Martim – Não tenho piedade de ninguém, exceto da minha família e dos meus (poucos) amigos. O resto pode explodir à vontade. No caso, Deus é o firmamento que nos protege deste emblema que é a solidão.
Evandro – Às vezes, nem sempre, estoico, consigo trocar a penúltima vogal pela primeira: ao invés de odiar, adiar. E você?
Martim – O ódio aniquila qualquer valor humano, mas sem dúvida o amor destrói de vez o desabamento do mundo que imaginávamos viver.
Evandro – Você tem o hábito de jogar sementes de conformismo sobre seu terreno baldio?
Martim – Somente nas horas do café da manhã, do almoço, do chá da tarde e do jantar.
Evandro – Existe nele, seu baú invisível, uma penca de irrealizações?
Martim – Com 42 anos de idade, já cheguei àquela idade que só terei adiamentos pela frente. O que vier é o prejuízo do lucro.
Evandro – E quando as mágoas se embrenham nas suas entranhas? Como se livrar dos urros do rancor?
Martim – Apelando para o singelo adágio: Ora et labora.
Evandro – É possível se precaver tempo todo contra as próprias contradições?

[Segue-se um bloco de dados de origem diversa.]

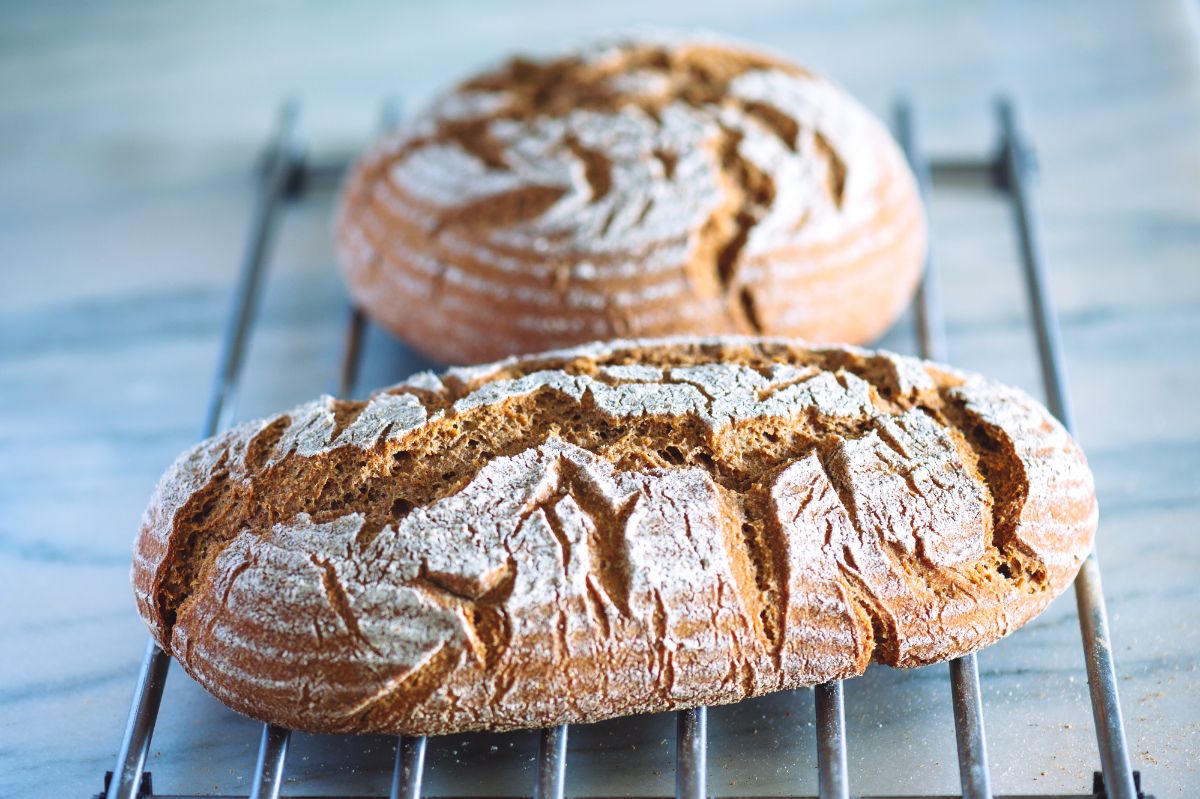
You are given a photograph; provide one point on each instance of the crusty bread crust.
(622, 528)
(640, 188)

Martim – Nunca. Eu sou uma contradição ambulante, o desespero redentor, o dinheiro limpo, o enigma contra a muralha criada pelos meus desafetos, o perseguidor que nunca encontra a caça desejada e, por isso, desiste somente quando a presa o liberta de si mesmo.
Evandro – Viver? É possível se preparar para esta emboscada?
Martim – Com a ajuda dos grandes artistas, filósofos, escritores e santos, sim, é possível, claro, desde que você leve um bom livro na fila do banco na hora de pagar o monstro do boleto bancário.
Evandro – Agora, com o passar do tempo, tenho conseguido polir os avanços com o verniz do recuo. E você? Já se afeiçoou aos recuos? É condescendente com os retrocederes?
Martim – Já dizia Wallace Stevens, num verso que gosto muito de citar: “A imperfeição é o nosso paraíso”. Ou, se me permite o jabá cabotino, como escrevo em um poema-manifesto meu (intitulado “O Perseguidor”):
Escapei da praia movediça
onde a areia e o mar tragavam
meus pés para encontrar
somente os trovões da alma.
Porque cada separação esconde
um germe de loucura, encarei
o poço da escuridão negado
pelos antepassados, incapazes
de vislumbrar o grão de
luz, plantado no passado
colhido na agonia cotidiana;
ou o alimento ofertado
aos deuses sedentos
de um porvir inútil, grávido
de trevas, anunciado
em um altar onde o fogo
arde nos olhos bêbados
de uma visão que nenhuma
lira traduziria
em harmonias e cantos
o que a alma anseia
quando, no combate
com o Anjo, a ferida é
o fruto da benção.
Mas no instante em que
a voz sussurra a lenta
queda deste mundo
dissolvido, o que fazer
se os ouvidos se calam
e o coração é apenas
mais uma batida no
pulso das estrelas?
Se ela diz ao corpo
que a jornada são lágrimas
sufocadas pela espuma do céu,
persigo então a resposta:
“Sim, sou o que vai ao
inferno quando quero
e de lá trago singelas,
claras, límpidas novidades”.
Fragmentos
Dizem que seus próprios pronunciamentos ficam cada vez mais enferrujados: palavras dela, nossa ontológica personagem, são pandorgas desguarnecidas de vento.
Motejos

Livros de minha autoria
1996 – Bombons Recheados de Cicuta (Paulicéia)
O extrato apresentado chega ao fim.